Investment breathes life into biotech

Companies profit from interest in growing industry

$18 billion raised this year

Genome project, success of new drugs boosting confidence

August 20, 2000|By Julie Bell | Julie Bell,SUN STAFF

Osiris Therapeutics Inc. just raised $16.5 million from private investors. Not bad for a money-losing biotechnology company that has no products on the market, lost two top executives and an important contract, and was forced to cut about 40 positions, all within the last year.

But the Baltimore-based developer of technologies designed to regenerate injured tissues for the human body is hardly alone in its recent success raising funds.

Biotechnology companies are back in the money. To be sure, the overall sector has not recovered the lofty stock-market highs it hit in early March, and experts warn that shares of many companies will continue to be volatile, as they trudge through the years-long process of gaining government approval to sell drugs.

But fears of a prolonged biotechnology market downturn have evaporated, as investors pour money into companies bent on using genes, proteins and stem cells to do everything from grow new blood vessels for injured hearts to regenerate chemotherapy - damaged bone marrow.

"There is new life in the sector," said new Osiris Chief Executive Officer Annemarie B. Moseley. "My guess is it's going to stay for a while."

Consider: In the four-week period ended Aug. 11, 28 initial public offerings of biotech company stock were priced, more than in any other four-week period since 1992, according to Thomson Financial Securities Data.

Investors poured nearly $1.5 billion into biotech companies during the first two weeks of this month, after $2.1 billion last month and $14.4 billion in the first two quarters of the year, according to Burrill & Co., a San Francisco merchant bank that concentrates on the life sciences industry.

By comparison, biotech raised $10.3 billion last year and no more than $5.6 billion in any of the three previous years.

The numbers include investments made in public markets through stock or debt offerings, and private ones, such as venture capital.

Among the local recipients: Silver Spring-based United Therapeutics Corp., which raised $143 million through a private stock sale to institutional investors, and EntreMed Inc., a Rockville company that sold 1 million shares to raise $21 million after canceling a planned earlier stock sale because of the market downturn.

Analysts and fund managers say the biotech comeback has been fueled by a number of factors.

Investors disillusioned with pharmaceutical companies in June or technology stocks in July were looking for new places to land. Anticipation of the June 26 announcement that scientists had discovered the order of the human genome, the genetic instructions for building and running a human body, increased attention on companies associated with gene-based drugs, said SG Cowen Securities Corp. analyst Eric Schmidt.

Additionally, a small but growing number of companies, such as Gaithersburg-based MedImmune Inc., are beginning to put successful drugs on the market, raising investor confidence in the sector.

Despite the recovery, Dr. Faraz Naqvi, co-manager of the Dresdner RCM Biotechnology Fund, considers biotech in the midst of the "summer doldrums." He points out that a rally in biotech stocks topped out July 11, saying that "there is some profit-taking going on, and a little shift back into technology shares" such as semiconductor companies.

Also, he warns that, because much of the biotech run-up likely came from individual investors who got excited about the sequencing of the genome, volatility is sure to follow, as these investors learn that many of the companies they have purchased won't make a profit for years, if ever.

Steven T. Newby, manager of the new GenomicsFund.com fund specializing in genomics stocks, warns, "We're going to have tremendous volatility. This is not the place to put your children's education money."

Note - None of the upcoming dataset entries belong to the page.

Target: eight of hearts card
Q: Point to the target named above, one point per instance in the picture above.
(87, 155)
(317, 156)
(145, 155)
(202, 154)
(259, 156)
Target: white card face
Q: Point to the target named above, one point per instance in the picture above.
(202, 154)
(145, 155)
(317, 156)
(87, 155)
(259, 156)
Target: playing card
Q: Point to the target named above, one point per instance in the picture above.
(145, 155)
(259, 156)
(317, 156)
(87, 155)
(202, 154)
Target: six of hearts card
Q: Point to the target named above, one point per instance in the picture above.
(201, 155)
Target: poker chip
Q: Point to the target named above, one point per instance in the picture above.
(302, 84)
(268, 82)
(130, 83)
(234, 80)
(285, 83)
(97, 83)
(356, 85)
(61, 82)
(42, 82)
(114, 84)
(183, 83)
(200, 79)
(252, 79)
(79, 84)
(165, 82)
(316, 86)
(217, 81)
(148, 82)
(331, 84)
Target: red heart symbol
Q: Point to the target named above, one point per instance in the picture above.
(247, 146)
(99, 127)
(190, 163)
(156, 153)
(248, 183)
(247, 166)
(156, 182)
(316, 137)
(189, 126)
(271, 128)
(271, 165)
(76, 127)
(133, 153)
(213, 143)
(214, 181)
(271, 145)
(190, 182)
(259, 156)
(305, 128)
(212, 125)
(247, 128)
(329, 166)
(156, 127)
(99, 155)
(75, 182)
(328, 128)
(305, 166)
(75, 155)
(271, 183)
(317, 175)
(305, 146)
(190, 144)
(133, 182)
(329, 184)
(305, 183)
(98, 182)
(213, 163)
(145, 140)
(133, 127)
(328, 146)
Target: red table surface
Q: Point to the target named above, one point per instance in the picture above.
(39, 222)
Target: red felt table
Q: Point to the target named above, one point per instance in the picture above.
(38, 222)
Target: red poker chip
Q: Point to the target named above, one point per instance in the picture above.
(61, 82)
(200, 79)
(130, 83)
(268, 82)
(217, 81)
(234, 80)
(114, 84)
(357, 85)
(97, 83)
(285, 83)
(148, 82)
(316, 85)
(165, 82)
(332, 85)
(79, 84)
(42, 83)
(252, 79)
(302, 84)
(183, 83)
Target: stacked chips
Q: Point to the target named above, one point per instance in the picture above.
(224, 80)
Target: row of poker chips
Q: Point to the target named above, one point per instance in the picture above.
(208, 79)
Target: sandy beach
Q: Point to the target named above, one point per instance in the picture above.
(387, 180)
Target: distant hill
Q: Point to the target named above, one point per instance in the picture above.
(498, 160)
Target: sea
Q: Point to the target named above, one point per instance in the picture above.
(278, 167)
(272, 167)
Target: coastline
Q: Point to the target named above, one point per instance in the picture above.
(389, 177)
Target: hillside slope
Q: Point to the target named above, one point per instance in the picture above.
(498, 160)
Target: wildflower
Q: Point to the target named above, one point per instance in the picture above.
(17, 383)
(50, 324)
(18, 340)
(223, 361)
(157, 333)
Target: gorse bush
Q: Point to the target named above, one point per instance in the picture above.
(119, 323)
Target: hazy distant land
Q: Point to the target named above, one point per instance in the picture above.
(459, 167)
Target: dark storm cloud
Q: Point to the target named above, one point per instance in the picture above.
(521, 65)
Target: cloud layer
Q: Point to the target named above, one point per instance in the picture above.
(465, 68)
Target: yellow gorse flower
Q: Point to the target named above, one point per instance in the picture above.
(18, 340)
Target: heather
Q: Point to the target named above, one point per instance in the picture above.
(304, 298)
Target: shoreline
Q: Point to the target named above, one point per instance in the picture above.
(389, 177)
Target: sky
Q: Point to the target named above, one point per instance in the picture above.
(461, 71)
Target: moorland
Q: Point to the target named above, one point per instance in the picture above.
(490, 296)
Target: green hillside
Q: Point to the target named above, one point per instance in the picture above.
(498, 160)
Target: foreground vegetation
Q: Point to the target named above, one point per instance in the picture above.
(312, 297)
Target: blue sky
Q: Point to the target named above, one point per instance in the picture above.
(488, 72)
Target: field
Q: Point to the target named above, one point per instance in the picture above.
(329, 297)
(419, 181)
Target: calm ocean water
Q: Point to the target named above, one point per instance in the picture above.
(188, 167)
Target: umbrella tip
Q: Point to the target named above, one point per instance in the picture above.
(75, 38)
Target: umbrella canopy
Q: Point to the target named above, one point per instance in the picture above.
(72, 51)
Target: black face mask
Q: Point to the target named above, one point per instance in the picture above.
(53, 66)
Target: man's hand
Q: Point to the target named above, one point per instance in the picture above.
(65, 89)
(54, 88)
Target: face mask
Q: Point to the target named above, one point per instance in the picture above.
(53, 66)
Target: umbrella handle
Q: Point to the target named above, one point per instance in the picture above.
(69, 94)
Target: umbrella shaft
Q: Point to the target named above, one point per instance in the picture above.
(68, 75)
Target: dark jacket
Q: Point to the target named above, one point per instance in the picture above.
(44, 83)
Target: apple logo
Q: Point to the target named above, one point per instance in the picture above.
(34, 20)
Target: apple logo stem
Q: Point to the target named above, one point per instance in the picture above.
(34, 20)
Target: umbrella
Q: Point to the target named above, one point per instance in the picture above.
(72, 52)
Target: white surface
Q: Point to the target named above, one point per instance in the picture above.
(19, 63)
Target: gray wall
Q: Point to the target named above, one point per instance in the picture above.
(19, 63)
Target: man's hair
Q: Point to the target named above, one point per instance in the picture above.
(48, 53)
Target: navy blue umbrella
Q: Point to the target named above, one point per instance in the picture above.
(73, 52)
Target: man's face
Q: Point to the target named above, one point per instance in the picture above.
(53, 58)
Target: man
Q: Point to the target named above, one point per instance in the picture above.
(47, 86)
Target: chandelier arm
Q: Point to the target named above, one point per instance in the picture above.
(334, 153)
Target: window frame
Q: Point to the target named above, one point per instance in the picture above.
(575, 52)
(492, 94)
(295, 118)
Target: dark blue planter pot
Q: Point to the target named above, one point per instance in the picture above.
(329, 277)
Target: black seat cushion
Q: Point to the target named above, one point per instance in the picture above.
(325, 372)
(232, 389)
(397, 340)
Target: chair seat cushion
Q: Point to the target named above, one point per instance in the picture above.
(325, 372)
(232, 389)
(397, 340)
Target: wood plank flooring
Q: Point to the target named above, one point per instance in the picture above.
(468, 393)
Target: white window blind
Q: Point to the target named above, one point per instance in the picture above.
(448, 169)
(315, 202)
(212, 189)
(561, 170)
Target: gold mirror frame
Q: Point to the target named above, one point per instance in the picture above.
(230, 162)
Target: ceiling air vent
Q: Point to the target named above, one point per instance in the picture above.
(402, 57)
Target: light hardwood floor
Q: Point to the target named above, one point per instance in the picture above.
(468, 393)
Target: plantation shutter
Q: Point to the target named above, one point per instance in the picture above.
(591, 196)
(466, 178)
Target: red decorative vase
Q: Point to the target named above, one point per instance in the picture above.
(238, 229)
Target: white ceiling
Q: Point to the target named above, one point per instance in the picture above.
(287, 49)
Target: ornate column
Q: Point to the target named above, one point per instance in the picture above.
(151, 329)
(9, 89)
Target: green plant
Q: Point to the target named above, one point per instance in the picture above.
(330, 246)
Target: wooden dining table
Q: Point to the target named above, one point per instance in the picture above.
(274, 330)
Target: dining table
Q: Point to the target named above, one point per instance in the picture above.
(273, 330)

Still, there is no question that biotechnology companies are becoming a staple in the portfolios of investors who previously might have held only one established biotech name, such as Amgen Inc., Naqvi said.

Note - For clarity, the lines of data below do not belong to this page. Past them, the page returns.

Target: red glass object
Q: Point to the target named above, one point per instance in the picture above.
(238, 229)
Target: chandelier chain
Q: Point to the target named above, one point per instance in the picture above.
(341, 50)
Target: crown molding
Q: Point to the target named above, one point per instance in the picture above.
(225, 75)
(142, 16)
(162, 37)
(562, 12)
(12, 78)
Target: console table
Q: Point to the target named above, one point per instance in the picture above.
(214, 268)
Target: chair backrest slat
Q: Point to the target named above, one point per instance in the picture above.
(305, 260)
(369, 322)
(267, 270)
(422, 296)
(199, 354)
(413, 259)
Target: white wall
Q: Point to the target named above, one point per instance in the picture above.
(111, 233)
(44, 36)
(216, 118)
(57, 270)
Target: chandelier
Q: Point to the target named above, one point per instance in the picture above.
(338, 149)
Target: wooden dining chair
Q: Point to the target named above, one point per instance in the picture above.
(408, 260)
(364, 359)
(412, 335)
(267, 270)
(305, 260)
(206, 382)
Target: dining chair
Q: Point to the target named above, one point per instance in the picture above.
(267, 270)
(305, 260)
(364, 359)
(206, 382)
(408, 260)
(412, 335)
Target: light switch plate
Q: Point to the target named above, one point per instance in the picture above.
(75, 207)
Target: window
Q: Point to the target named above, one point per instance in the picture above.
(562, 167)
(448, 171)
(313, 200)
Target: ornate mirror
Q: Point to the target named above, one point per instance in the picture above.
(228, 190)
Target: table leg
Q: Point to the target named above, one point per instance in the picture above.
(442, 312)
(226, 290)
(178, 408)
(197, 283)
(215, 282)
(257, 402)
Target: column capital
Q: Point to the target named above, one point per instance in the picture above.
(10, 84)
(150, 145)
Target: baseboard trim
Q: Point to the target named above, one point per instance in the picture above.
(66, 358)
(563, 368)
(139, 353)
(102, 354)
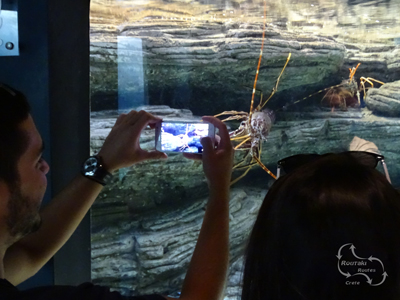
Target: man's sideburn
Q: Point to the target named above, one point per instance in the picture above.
(23, 216)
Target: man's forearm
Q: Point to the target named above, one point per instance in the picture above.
(60, 218)
(208, 268)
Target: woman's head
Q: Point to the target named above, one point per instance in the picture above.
(302, 243)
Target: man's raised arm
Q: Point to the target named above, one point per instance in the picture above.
(62, 216)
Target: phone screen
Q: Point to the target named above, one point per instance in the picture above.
(183, 137)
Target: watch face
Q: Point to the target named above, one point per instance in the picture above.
(90, 166)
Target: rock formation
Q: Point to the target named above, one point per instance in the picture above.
(145, 223)
(385, 101)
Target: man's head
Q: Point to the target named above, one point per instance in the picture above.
(22, 170)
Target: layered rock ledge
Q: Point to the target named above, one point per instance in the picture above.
(385, 101)
(146, 221)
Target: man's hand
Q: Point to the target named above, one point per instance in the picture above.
(121, 148)
(217, 162)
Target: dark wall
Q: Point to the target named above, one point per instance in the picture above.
(53, 71)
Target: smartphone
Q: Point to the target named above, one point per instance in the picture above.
(173, 136)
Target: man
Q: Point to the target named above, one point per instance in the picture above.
(29, 238)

The growth is apparent in his own fund, which has surged from $3 million in assets when he took over management in January 1999 to $575 million last week.

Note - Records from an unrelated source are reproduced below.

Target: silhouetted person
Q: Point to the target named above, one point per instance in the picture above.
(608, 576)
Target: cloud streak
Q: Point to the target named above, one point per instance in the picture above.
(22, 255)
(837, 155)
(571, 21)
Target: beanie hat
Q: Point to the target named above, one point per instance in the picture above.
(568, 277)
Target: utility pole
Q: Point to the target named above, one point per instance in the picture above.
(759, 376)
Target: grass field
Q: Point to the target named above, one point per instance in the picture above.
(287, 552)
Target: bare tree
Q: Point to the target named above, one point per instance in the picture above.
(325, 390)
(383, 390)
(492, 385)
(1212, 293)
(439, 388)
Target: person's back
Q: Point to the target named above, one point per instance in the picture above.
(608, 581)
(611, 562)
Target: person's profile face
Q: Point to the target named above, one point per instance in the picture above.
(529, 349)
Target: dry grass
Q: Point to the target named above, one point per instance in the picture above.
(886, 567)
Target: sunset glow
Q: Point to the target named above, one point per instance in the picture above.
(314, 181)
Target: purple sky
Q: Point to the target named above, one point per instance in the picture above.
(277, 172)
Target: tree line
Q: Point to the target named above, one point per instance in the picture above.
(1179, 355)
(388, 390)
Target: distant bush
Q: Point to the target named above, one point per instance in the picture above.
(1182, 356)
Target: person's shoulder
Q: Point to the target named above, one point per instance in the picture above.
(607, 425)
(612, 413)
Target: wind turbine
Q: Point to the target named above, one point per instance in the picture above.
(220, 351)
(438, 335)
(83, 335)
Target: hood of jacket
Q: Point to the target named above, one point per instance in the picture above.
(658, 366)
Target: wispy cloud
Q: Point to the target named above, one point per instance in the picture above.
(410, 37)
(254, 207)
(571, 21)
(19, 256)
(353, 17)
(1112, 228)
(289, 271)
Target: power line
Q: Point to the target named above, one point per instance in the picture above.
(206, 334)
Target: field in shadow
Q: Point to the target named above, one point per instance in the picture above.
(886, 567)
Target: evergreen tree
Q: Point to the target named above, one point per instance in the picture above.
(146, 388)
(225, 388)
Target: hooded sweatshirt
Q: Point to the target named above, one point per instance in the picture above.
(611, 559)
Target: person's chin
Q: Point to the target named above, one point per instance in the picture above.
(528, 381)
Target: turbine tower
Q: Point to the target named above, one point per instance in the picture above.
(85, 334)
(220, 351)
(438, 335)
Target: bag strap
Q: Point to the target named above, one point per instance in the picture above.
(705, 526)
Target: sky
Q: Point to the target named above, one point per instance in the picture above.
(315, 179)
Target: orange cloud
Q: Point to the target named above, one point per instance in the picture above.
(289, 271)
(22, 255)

GenomicsFund.com, which Newby started up March 1 in Gaithersburg just in time for the biotech crash, went from no assets then to $22 million last week. And the Nasdaq Biotechnology Index, though down from its March 6 high of 1596.53, is roughly double its year-ago value.

"Biotech as an entire industry is worth twice as much as it was a year ago," Naqvi said.

It is investor enthusiasm such as this that keeps Osiris and other money-losing biotechs afloat while they test therapies. The company has two in clinical trials, the human testing required by the Food and Drug Administration before a medical treatment can go on the market, and has another poised to begin.

While the company lost a contract with Novartis AG that meant $10 million a year in compensation subsidies for workers doing research related to osteoporosis and arthritis, the research didn't affect products being developed.

Osiris, which employs about 80, has enough money to operate through the middle of next year, when Moseley said it should be in a better position to go public. Biotech investors, she said, are more savvy than they used to be, and many want a company to have a product in the third and final phase of clinical trials or one on the market before they consider investing.

Osiris' most advanced product is in Phase II trials.

"I think there had been a sense under prior management that we might be able to go out sooner," Moseley said of a public offering. But, she said, despite the heady market, "There's still rules and criteria for biotech" among investors. "Those rules really haven't changed."